Les seigneurs de la route

«Death race 2000» est sorti une première fois en salles sous le titre «La course à la mort en l’an 2000» puis, quelques années plus tard, le film est ressorti sous le titre Les seigneurs de la route«Les seigneurs de la route». Entre temps, Sylvester Stallone était devenu une star avec la série des «Rocky» et «Rambo». Bien qu’ayant un rôle important, il est encore très jeunot dans le film ! Il est un des pilotes de cette course très spéciale qui se situe au 21e siècle. Une sorte de «Cannonball» futuriste et sanglant. Les pilotes doivent traverser de part en part le continent américain. Tous les coups sont permis, y compris L’élimination totale et explosive de l’adversaire.
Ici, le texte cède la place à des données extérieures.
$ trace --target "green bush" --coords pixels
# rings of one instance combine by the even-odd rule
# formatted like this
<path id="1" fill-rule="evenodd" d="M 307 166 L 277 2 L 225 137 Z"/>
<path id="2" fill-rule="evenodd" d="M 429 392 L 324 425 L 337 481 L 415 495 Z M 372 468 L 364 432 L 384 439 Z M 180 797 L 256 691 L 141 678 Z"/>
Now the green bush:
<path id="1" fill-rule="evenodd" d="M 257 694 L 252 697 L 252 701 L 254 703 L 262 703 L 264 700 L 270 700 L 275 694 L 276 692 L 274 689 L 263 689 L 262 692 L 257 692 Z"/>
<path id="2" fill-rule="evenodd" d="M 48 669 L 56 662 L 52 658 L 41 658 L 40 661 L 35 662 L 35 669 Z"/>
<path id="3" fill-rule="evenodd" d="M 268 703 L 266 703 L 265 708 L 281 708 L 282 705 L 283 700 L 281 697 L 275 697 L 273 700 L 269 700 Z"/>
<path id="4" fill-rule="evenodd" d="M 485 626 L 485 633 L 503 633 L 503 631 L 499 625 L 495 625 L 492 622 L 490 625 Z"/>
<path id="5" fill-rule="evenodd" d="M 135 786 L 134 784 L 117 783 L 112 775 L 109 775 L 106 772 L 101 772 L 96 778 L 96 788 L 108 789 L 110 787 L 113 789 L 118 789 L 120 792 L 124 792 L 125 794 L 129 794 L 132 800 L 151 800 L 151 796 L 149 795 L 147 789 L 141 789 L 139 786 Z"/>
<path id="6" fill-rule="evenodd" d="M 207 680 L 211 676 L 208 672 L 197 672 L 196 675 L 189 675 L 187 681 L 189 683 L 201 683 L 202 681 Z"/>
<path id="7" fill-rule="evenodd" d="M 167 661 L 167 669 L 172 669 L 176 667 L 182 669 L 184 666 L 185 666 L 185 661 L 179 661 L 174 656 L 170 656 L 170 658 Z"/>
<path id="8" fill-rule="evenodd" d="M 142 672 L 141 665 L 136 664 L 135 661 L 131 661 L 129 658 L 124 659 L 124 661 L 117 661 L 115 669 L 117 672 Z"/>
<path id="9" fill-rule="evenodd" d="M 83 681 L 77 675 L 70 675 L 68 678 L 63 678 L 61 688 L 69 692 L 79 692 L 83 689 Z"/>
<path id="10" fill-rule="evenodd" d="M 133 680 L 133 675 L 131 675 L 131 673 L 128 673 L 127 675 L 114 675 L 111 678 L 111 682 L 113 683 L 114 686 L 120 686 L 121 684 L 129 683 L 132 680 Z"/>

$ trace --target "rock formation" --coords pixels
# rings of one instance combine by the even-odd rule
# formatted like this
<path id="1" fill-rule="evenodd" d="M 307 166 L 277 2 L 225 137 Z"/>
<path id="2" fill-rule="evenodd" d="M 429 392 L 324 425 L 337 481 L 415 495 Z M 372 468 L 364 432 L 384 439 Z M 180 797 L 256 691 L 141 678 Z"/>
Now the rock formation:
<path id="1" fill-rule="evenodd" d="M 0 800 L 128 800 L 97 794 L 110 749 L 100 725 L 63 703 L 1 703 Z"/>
On peut aussi se faire quelques points en plus en écrasant les spectateurs et badauds qui ne se garent pas assez vite. La course est diffusée par la télévision à des milliers de gens pour les consoler d’une longue période de guerre et de disette. Les jeux du cirque moderne, quoi ! Le producteur du film, le maître de la série Z d’épouvante, Roger Corman, voulait un film bien violent et très sérieux. Paul Bartel, le réalisateur, a choisi de temporiser la chose par un humour macabre et cruel très réjouissant. Du style : dans un hôpital, médecins et infirmières installent sur la route tout ce dont ils disposent comme vieillards et impotents, mais le concurrent de la course préfère faire un détour pour «cueillir» le corps médical au grand complet et se faire un bonus de points beaucoup plus important. L’autre intérêt, ce sont les voitures décorées de manière assez délirante avec pals, pics, pointes, lames, etc. Comme leur pilote et copilote, elles sont déguisées sur un thème : Frankenstein, le mafioso, la teutonne, etc. Il y a peu de véhicules. On sent les machines un peu asthmatiques. Mais le délire satirique, la méchanceté revigorante et le rire sadique sont au rendez-vous. David Carradine (le feuilleton «Kung fu») fait ce qu’il peut. Il n’a jamais été du genre très expansif. Mais dans le rôle du champion nommé Frankenstein, froid, masqué et tout couturé… il est parfait. En 1975, c’était lui le plus connu. Et c’est lui la vedette du film.